Dual-functional metal-organic framework for chemisorption and colorimetric monitoring of cyanogen chloride

Given the growing concern over the deployment of toxic chemicals in warfare, the rapid and accurate removal and detection of cyanogen chloride (CK) as a blood agent has become increasingly critical. However, conventional physisorbents and chemisorbents used in military respirators are insufficient for the effective removal of CK. In this study, we demonstrate the chemisorption and sensing abilities of Co₂(m-DOBDC) (m-DOBDC⁴⁻ = 4,6-dioxo-1,3-benzenedicarboxylate) for CK via electrophilic aromatic substitution (EAS) in humid environments. Unlike the chemisorption in triethylenediamine (TEDA) impregnated carbon materials, which generates by-products through hydrolysis, the electron-rich C5 sites in m-DOBDC⁴⁻ ligands give rise to cyano substitution with CK. This leads to the formation of stable C–C bonds and chloride ions (Cl⁻) coordinating with open Co²⁺ sites. Such a mechanism prevents the generation of toxic by-products like cyanic acid and hydrochloric acid. Breakthrough experiments conducted in a packed-bed system conclusively demonstrated the superior CK removal capacity of Co₂(m-DOBDC) (1662 min/g), compared to TEDA-impregnated activated carbon (323 min/g) under humid conditions.

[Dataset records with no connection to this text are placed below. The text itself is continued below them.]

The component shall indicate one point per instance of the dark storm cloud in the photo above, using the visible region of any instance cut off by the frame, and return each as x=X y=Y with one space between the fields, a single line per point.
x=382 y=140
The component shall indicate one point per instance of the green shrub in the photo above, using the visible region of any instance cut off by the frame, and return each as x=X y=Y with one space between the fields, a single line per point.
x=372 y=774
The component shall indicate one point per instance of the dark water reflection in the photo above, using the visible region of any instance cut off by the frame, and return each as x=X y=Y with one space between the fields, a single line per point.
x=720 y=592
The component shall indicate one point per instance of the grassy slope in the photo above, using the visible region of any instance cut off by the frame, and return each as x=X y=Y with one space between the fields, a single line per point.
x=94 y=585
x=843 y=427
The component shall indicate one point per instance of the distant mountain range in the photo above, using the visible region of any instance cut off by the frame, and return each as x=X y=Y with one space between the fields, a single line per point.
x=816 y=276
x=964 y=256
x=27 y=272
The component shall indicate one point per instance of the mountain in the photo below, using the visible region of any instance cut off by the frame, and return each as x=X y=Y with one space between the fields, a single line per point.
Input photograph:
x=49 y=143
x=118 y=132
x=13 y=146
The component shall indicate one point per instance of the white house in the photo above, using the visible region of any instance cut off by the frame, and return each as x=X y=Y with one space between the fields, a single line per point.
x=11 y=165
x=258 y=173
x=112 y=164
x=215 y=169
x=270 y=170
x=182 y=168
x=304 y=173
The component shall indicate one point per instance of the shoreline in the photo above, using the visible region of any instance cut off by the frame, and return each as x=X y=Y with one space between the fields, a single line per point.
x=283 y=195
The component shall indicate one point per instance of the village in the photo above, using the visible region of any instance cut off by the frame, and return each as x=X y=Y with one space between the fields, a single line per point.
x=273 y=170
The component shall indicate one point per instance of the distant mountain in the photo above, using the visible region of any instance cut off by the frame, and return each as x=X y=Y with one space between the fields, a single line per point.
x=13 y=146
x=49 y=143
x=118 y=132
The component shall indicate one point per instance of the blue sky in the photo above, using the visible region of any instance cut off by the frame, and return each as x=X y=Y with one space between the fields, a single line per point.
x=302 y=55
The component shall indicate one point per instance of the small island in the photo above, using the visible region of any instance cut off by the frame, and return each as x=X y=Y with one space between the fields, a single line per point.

Considering that MOF-74 series, isostructural with Co₂(m-DOBDC), barely adsorb CK under similar conditions, this finding marks a significant advancement in developing novel sorbents for CK removal. Moreover, this chemisorption not only exhibited rapid and highly efficient CK removal but also enabled colorimetric monitoring via the distinctive color change induced by the coordination of Cl⁻ acting as σ donors. These findings facilitate the development of adsorption and sensing equipment to protect military personnel from toxic chemical threats.